Le résidu s’était-il au moins repenti? «Aucun de vous n’est revenu à moi, dit
l’Éternel!»
Mais maintenant, «considérez bien... ce qui va arriver... considérez-le bien, je
vous prie», nous dit avec instance la parole de Dieu: «Dès ce jour et
dorénavant, depuis le vingt-quatrième jour du neuvième mois, depuis le jour où
le temple de l’Éternel a été fondé; considérez-le bien... Dès ce jour-ci, je
bénirai» (v. 18,19). Si en ce jour, considérant et jugeant vos voies, vous vous
mettez à l’œuvre pour bâtir cette maison que votre égoïsme et votre mondanité
vous ont fait abandonner, après en avoir posé les fondements; dès ce jour-là, je
bénirai!
Frères, faisons de même; écoutons cet appel. Nous pouvons retrouver la
bénédiction. Un peu d’énergie de foi, d’abandon de nos aises et de nos intérêts,
de séparation du monde, des cœurs affectionnés à Christ, zélés pour
l’édification de la maison de Dieu, et
à l’heure même
nous retrouverons la bénédiction perdue!
V. 20-23
Et maintenant, voici, dans une quatrième révélation, l’encouragement adressé au
pauvre résidu dont la conscience s’était réveillée, et qui, de fait, quatre ans
plus tard, eut achevé l’édification de la maison de Dieu. Cet encouragement est
une
promesse
(Héb. 12:26). «J’ébranlerai les cieux et la terre, je renverserai le trône des
royaumes, et je détruirai la puissance des royaumes des nations, et je
renverserai les chars et ceux qui les montent; et les chevaux seront abattus, et
ceux qui les montent, chacun par l’épée de son frère» (v. 21, 22; conf. 1:6;
Héb. 12:26). Tout serait ébranlé, et pourquoi? Afin que les choses «immuables
demeurent» (Héb. 12:27). Or ces choses immuables, c’était, au chap. 2,
l’introduction du Messie dans son temple glorieux. Mais ici, quel étonnement
nous saisit, quand nous apprenons qu’il s’agit d’établir et de sceller à
toujours le faible Zorobabel! «En ce jour-là, dit l’Éternel des armées, je te
prendrai, Zorobabel, fils de Shealthiel, mon serviteur, dit l’Éternel, et je te
mettrai comme un cachet; car je t’ai choisi, dit l’Éternel des armées» (v. 23).
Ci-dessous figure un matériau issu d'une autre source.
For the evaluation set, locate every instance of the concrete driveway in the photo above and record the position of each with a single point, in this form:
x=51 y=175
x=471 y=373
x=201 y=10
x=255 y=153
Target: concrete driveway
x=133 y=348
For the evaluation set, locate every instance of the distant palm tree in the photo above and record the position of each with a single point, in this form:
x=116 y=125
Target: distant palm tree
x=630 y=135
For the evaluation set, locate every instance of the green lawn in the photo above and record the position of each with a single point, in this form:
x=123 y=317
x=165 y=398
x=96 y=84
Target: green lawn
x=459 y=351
Sans doute, Zorobabel, le prince, était dans une faible mesure un type de
Christ, mais avant tout il était le représentant du résidu devant Dieu, comme
Joshua, le sacrificateur, l’est, au chap. 3 de Zacharie. Eh bien! toutes choses
seront ébranlées, afin d’établir ce résidu à toujours. Il en est de même pour
nous. «C’est pourquoi, recevant un royaume inébranlable», est-il dit des
chrétiens, en citant la prophétie d’Aggée (Héb. 12:28). L’Éternel a déjà établi
le Seigneur à sa droite et nous
en
lui, mais bientôt il nous établira sur le trône
avec
lui.
«Et je te mettrai comme un cachet.» Le faible Zorobabel, comme la faible
assemblée de Christ, sera le sceau de toutes les voies d’ancienneté de
l’Éternel. En lui, comme en elle, tous les yeux verront ce que l’Éternel a voulu
faire et ce qu’il a accompli. «Selon ce temps il sera dit de Jacob et d’Israël:
Qu’est-ce que Dieu a fait?» (Nomb. 23:23). En ce temps, le Seigneur sera
«glorifié dans ses saints et admiré dans tous ceux qui auront cru» (2 Thess. 1:10).
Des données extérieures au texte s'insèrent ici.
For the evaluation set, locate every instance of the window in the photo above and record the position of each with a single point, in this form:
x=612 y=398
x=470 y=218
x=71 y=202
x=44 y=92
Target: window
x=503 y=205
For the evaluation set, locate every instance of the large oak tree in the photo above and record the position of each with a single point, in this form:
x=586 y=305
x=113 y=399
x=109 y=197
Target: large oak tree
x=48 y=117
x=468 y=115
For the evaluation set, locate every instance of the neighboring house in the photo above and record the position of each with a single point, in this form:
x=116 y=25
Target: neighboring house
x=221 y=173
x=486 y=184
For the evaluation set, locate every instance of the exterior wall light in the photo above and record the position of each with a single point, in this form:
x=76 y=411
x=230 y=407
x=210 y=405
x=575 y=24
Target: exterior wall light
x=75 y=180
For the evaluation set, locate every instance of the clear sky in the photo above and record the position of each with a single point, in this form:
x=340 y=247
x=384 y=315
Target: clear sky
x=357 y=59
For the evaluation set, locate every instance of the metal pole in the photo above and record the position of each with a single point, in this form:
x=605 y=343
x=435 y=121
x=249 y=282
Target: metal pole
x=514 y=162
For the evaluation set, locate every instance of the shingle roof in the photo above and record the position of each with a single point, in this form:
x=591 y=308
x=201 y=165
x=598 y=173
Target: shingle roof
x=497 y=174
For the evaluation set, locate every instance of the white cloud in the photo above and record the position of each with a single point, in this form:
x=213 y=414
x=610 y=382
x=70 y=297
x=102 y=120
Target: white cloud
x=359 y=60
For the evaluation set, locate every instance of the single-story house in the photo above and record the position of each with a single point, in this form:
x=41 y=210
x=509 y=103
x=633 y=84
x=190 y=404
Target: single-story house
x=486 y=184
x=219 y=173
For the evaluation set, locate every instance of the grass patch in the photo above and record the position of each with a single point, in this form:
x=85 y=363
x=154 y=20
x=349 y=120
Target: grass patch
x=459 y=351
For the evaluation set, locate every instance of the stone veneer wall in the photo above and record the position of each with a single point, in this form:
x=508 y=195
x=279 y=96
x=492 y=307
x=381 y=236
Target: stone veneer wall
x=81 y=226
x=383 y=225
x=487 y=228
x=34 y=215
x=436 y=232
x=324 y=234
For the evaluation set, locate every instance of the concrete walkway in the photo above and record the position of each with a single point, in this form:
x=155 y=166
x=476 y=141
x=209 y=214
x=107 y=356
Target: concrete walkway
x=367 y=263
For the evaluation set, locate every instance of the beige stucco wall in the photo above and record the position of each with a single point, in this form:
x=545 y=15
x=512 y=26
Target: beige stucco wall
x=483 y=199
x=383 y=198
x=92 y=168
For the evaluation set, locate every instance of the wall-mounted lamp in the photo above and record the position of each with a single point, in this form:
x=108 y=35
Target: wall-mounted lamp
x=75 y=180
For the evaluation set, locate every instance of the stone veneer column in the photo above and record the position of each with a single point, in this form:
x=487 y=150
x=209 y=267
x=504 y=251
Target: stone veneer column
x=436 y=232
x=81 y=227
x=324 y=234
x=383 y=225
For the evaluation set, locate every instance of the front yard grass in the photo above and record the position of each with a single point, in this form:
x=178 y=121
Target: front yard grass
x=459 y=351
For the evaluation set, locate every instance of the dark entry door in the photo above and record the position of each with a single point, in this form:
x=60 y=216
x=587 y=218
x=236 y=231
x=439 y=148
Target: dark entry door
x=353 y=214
C’est la récompense de la fidélité et du dévouement à son service, mais c’est
bien plus encore: il faut que la grâce de Dieu triomphe à la fin, qu’elle se
montre supérieure à toutes nos faiblesses, à toutes nos infidélités: «Car
je t’ai
choisi,
dit l’Éternel des armées» (v. 23). Il faut que la grâce de l’élection
resplendisse à tous les yeux. Elle est la seule cause, la cause initiale et
finale de la bénédiction éternelle des rachetés!
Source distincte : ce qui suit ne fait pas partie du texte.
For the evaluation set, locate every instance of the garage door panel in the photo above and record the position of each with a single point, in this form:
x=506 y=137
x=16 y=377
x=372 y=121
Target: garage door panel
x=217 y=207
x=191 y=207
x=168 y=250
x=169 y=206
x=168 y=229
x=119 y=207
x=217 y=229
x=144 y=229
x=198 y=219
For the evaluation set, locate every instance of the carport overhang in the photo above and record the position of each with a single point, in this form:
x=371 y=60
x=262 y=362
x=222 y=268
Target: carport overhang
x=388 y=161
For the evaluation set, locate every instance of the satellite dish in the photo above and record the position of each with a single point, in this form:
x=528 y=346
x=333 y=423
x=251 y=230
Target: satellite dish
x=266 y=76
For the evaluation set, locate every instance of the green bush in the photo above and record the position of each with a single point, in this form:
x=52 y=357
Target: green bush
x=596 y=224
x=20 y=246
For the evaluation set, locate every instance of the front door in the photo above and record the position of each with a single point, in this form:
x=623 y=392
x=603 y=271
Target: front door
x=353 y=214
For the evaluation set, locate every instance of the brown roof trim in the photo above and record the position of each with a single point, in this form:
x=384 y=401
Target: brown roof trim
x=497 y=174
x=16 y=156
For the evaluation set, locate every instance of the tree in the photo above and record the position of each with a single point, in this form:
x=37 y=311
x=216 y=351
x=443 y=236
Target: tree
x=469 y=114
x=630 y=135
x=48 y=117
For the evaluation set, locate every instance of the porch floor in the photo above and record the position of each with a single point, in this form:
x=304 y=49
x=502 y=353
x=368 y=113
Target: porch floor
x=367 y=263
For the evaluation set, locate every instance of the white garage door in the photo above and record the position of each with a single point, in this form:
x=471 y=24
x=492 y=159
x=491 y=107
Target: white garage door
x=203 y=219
Fondés sur notre espérance qui est Christ, et sur la certitude du salut de Dieu,
appliquons-nous donc, dans un continuel jugement de nous-mêmes, à accomplir
l’œuvre de la maison de Dieu, en réunissant les âmes autour de Christ, seul
centre de leur rassemblement et de leur bénédiction.